Excessive yielding means exceeding the plastic load carrying capacity of the joint. Leakage means exceeding a target leak rate. Fatigue design involves minimizing flange stress concentrations or stress raisers, keeping the operating bolt stress ranges low and avoidance of flange face separation to have no relative motions between seating surface and seal ring/gasket to avoid seal degradation. This may be obtained by an elliptical transition between flange and hub in addition to using high bolt preload. Materials selection and qualification are normally done to ensure that the materials are sufficiently ductile and have sufficient fracture toughness.

Design rules The codes provide design rules for raised face and flat

face to face connections, e.g. ASME VIII and EN 1591. However, the interaction between flange, gasket and bolts are treated different in the various codes and considerable discrepancies are found between these codes.

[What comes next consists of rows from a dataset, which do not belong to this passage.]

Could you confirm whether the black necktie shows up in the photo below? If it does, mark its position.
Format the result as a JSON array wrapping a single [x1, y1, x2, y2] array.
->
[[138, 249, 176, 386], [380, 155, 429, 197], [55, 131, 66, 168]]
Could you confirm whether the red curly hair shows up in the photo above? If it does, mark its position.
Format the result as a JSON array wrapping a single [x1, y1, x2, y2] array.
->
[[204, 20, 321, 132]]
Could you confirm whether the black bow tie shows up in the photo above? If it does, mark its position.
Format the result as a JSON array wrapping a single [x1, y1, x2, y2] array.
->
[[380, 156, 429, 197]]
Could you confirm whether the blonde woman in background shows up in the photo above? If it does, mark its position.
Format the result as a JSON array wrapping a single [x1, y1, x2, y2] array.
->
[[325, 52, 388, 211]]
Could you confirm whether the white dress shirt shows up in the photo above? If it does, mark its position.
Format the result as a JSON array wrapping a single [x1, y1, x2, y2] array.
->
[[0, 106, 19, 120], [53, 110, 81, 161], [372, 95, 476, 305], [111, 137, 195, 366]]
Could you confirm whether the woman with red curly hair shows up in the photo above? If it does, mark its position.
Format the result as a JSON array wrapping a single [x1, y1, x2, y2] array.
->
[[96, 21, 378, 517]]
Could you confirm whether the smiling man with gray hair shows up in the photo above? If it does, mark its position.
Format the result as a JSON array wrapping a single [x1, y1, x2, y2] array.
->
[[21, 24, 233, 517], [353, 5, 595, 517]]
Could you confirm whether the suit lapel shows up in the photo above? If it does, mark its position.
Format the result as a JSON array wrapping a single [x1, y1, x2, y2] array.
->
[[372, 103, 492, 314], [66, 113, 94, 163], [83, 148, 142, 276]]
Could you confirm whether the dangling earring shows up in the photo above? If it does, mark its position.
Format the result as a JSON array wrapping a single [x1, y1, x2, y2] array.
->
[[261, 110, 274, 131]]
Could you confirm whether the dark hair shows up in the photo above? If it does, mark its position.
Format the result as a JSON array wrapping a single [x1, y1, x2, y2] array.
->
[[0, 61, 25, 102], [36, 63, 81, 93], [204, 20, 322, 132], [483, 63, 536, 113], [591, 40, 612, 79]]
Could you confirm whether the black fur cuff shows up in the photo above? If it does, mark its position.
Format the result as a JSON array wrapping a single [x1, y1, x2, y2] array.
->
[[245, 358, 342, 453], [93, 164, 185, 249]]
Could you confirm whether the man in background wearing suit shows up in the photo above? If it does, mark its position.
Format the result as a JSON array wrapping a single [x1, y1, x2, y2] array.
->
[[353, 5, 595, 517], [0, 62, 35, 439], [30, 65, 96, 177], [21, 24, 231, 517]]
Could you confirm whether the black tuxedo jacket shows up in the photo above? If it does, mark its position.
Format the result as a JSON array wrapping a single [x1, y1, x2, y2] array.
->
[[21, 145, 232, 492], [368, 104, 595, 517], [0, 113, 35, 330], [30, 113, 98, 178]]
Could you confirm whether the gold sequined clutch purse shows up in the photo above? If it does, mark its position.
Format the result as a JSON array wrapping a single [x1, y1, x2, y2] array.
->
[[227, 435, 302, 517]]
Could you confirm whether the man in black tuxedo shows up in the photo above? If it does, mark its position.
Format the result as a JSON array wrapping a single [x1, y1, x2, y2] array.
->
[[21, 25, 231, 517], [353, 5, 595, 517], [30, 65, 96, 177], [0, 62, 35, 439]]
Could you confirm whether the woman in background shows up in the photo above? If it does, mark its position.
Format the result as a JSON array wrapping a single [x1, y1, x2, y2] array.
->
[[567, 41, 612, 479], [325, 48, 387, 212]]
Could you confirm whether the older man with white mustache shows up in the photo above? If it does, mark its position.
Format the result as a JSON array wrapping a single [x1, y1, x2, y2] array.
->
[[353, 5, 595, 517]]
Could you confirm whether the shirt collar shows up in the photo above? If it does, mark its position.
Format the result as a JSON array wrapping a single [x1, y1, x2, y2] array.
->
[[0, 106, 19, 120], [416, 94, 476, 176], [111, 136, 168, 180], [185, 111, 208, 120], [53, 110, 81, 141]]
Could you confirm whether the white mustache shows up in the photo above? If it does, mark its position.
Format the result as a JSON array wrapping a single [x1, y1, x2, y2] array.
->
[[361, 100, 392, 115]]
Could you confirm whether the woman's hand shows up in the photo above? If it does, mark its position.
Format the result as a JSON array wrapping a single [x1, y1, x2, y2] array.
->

ASME VIII rules are applicable for design of two connection types subjected to pressure only; i.e. the ring type joint with the gasket as a load carrying element and full-face-contact type flanges with self-energized gaskets. In the former,

bolt load depends solely on gasket pressure and internal hydrostatic pressure. The elastic based calculation method for these joints is that developed by Waters, et al in 1937, and the gasket factors introduced by Rossheim and Markl in 1943. It is often named the Taylor Forge method. In the latter, the bolt load must also balance the contact force between mating flanges outside the bolt circle, and this involves the flange flexibility. The Taylor Forge method is subjected to several limitations, e.g. see list in PD 6438:1969.

The prEN 13445-3:1999 provides rules based on the Taylor Forge method for pressure design, however, it opens for use of a more modern alternative design method given in EN 1591. EN 1591 considers pressure, external axial forces and bending moments, nonlinear elastic behavior of the gasket and axial thermal effects. The EN 1591 applies limit load criteria for all parts of the flanged connection taking into account the scatter of the bolt preload. The leak tightness and strength criteria consider the life of the joint including bolting up, test and operation. The EN 1591 method is considered to be an improvement of the Taylor-Forge model.

Code safety factors The justification of the code design stresses in pressure

vessel and piping codes is experience, rather than rational analysis of the material response to the loading. ASME VIII was first published in 1915. The design (membrane) stress was originally taken as one fifth of the tensile strength. The so called “safety factors” have come down from 5 in the original ASME code to 3.0 in ASME VIII Div. 2, to 2.4 in draft EN codes, where other properties are also considered. However, for the brittle steels of that time, tensile strength was an adequate limiting property.

Presented code safety factors here are at the room temperature in order to simplify the comparisons. In present version of ASME B31.3 and ASME VIII Div. 2 the flange design stress for ferritic steels is limited to the minimum of Rp0.2/1.5 and Rm/3. Rp0.2 is the specified minimum yield strength at room temperature, and Rm is the minimum ultimate tensile strength at room temperature. For austenitic grades, the design stress is Rp0.2/1.5. Bolt design stresses for ASTM A193 B7 bolting is the lower of Rm/5 and Rp0.2/4 in general, however, in Appendices 4, 5, and 6 of Section VIII Div. 2 is the bolt design stress equal to Rp0.2/3. The allowable stresses above are for pressure loading only.

When discussing ASME design stresses and standard ASME B16.5 flanges, Rodabaugh (1972) makes an interesting remark: "B16.5 flanged joints do not necessary meets the criteria in the ASME Boiler Code. Experience and a more detailed analysis indicate that it is not necessary to meet the ASME Code rules in order to have a satisfactory flanged joint and, on the other hand, meeting the ASME Code rules does not necessary assure a good flanged joint for use in a pipeline".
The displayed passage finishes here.